Runde (Møre og Romsdal) — die wichtigste Kolonie des Festlands

Runde ist eine Insel vor Ålesund und Norwegens bedeutendste Seevogelkolonie auf dem Festland. Hier brüten ca. 100.000 Papageitaucher-Paare — dazu Basstölpel (Grønlandseglefugl), Krabbentaucher und Dreizehenmöwen.

Anfahrt:

  • Von Ålesund: Fähre nach Runde (ca. 1,5 Stunden) oder Straße + Brücke
  • Die Insel ist per Auto über die neue Runde-Brücke erreichbar

Beobachtungspunkt:

  • Rundebranden (Westküste): Die Steilklippen beherbergen die Kolonie. Gepflegte Wanderwege führen zu Aussichtspunkten direkt über den Nisthöhlen.
  • Beste Zeit: Anflug abends zwischen 19–22 Uhr, wenn die Vögel mit Beute zurückkehren

Geführte Touren:

  • Bootstouren um die Insel: Ab Ålesund, ca. 500–900 NOK
  • Wanderführer auf der Insel: Runde Fyr-Gesellschaft organisiert Touren

Lofoten — Papageitaucher mit Mitternachtssonne

Die Lofoten bieten in kleinen Kolonien Papageitaucher — weniger dicht als Runde, aber kombiniert mit der dramatischen Lofoten-Kulisse unvergesslich.

Beste Lofoten-Spots:

  • Røst (südlichste Insel): Große Kolonie, aber schwer zugänglich (nur Fähre oder Flug)
  • Røstlandet-Klippen: Ausgedehnte Brutkolonien
  • Vedøya (Insel in Lofoten): Kleinere Kolonie, aber gut erreichbar

Besonderheit Lofoten: Im Juni/Juli landen Papageitaucher unter der Mitternachtssonne — ein surreales Erlebnis wenn die Vögel um Mitternacht bei vollem Tageslicht einfliegen.

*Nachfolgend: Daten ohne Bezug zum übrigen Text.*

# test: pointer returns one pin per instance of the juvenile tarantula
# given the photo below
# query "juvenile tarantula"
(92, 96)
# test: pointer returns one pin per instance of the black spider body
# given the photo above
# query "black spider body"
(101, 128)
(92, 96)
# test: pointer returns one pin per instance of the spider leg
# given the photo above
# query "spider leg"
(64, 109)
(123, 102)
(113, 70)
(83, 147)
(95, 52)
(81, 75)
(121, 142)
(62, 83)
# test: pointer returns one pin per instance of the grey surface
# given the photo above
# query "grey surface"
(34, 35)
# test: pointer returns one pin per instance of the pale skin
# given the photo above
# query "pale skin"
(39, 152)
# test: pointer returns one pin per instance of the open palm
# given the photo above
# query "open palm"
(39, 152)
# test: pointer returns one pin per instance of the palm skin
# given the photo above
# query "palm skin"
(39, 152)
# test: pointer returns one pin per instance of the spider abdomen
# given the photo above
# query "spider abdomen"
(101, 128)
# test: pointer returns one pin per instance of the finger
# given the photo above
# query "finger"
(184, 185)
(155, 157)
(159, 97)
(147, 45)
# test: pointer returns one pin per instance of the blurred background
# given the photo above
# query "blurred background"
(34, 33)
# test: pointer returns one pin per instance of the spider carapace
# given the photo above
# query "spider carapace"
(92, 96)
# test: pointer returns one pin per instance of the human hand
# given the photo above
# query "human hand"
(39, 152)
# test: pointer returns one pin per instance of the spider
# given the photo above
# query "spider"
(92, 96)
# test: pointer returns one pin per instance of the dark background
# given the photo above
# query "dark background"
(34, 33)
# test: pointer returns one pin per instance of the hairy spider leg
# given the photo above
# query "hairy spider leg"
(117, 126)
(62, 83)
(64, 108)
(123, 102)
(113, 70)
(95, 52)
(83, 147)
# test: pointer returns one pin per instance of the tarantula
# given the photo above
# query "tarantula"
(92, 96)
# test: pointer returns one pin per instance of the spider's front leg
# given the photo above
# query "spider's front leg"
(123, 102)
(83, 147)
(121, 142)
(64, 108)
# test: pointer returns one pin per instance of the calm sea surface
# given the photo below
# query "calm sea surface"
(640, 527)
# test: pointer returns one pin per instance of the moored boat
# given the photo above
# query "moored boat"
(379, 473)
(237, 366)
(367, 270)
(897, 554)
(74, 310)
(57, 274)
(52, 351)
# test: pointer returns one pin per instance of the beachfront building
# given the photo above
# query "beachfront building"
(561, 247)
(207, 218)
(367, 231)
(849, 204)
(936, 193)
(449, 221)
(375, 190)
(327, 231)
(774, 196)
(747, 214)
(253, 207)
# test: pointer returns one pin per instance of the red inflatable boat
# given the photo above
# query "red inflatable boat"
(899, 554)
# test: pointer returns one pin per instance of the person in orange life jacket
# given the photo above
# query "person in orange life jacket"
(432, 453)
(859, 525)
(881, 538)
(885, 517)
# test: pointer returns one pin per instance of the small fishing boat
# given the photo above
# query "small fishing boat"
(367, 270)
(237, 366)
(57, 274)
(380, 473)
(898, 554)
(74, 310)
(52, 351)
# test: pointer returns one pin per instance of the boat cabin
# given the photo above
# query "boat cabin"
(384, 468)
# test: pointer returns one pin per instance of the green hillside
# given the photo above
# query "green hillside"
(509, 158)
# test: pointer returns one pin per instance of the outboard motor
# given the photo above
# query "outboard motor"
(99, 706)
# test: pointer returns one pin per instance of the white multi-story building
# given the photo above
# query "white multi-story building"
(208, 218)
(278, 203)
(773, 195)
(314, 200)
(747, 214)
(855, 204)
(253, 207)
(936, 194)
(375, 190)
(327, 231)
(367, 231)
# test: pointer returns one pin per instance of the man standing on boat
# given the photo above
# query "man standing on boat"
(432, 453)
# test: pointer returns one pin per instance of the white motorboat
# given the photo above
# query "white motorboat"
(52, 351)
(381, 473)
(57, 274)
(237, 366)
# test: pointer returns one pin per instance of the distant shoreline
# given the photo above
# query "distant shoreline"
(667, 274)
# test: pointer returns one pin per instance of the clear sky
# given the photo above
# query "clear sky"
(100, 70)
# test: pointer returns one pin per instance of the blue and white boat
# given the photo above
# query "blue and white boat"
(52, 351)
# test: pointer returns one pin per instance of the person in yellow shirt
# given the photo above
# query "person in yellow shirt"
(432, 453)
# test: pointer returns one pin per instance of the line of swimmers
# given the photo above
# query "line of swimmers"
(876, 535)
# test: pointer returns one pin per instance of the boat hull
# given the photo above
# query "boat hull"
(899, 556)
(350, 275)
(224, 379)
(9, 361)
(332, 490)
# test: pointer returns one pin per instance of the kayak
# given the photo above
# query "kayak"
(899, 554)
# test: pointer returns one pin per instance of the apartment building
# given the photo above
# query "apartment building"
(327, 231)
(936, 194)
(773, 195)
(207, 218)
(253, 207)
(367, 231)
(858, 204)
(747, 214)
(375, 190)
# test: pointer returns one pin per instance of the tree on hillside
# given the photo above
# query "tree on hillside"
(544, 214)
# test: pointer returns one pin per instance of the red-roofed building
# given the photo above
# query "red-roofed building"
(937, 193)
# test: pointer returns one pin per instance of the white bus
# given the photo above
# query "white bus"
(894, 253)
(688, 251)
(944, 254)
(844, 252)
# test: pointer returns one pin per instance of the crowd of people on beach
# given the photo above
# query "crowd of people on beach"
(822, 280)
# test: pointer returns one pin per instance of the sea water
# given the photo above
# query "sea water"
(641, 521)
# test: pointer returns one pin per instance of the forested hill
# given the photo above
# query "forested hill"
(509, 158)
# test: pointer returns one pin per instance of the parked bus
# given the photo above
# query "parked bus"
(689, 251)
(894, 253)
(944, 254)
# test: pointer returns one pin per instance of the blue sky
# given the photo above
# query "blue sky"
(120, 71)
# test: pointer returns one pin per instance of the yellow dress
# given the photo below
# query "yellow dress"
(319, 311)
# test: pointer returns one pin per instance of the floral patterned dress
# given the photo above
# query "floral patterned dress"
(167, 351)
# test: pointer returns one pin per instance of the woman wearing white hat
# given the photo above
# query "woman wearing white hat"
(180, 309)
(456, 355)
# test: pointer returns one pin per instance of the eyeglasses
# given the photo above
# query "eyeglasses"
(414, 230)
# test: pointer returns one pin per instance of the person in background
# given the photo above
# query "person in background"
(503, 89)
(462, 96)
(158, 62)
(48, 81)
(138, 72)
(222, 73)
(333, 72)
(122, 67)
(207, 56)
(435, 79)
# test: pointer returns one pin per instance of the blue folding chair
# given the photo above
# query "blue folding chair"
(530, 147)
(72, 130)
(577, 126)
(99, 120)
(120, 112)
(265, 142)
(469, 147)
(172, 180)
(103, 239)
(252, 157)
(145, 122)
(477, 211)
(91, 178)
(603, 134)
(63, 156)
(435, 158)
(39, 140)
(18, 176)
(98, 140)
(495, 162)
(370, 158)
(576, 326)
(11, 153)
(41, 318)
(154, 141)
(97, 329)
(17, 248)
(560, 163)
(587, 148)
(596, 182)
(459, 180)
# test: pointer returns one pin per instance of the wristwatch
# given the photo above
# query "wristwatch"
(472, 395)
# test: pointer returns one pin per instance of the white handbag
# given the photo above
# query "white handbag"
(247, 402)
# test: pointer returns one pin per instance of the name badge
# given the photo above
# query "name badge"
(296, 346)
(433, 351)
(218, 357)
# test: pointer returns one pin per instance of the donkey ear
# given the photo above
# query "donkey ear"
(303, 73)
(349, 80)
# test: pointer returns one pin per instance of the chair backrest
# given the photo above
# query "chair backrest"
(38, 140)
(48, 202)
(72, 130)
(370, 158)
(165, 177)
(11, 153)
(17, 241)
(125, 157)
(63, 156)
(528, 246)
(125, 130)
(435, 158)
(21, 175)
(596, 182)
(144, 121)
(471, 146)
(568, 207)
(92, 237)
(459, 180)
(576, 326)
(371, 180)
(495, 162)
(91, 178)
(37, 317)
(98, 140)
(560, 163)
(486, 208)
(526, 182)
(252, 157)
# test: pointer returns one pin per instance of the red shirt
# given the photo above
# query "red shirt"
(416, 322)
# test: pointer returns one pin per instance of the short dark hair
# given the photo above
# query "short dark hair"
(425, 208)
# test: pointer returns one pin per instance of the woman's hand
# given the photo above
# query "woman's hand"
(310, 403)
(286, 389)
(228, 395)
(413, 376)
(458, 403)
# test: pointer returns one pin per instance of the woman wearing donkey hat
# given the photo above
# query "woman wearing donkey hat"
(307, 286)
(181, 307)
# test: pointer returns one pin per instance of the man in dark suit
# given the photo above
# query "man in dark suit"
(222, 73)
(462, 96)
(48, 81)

Vardø (Finnmark) — der Norden

Im äußersten Nordosten Norwegens liegt Hornøya — eine kleine Insel bei Vardø mit begehbarem Naturreservat. Direkt auf dem Felsen können Besucher Papageitaucher aus wenigen Metern Abstand beobachten.

  • Bootsfahrt von Vardø: Ca. 20 Minuten
  • Papageitaucher sitzen direkt an den Wegen
  • Kombinierbar mit Königseider (Ærfugl) und Tordalk-Beobachtung

Andøya (Vesterålen)

Die Bleiksøya bei Andenes im Norden von Vesterålen ist eine weitere wichtige Kolonie. Bootstouren verbinden Wal-Watching-Touren mit Papageitaucher-Beobachtung.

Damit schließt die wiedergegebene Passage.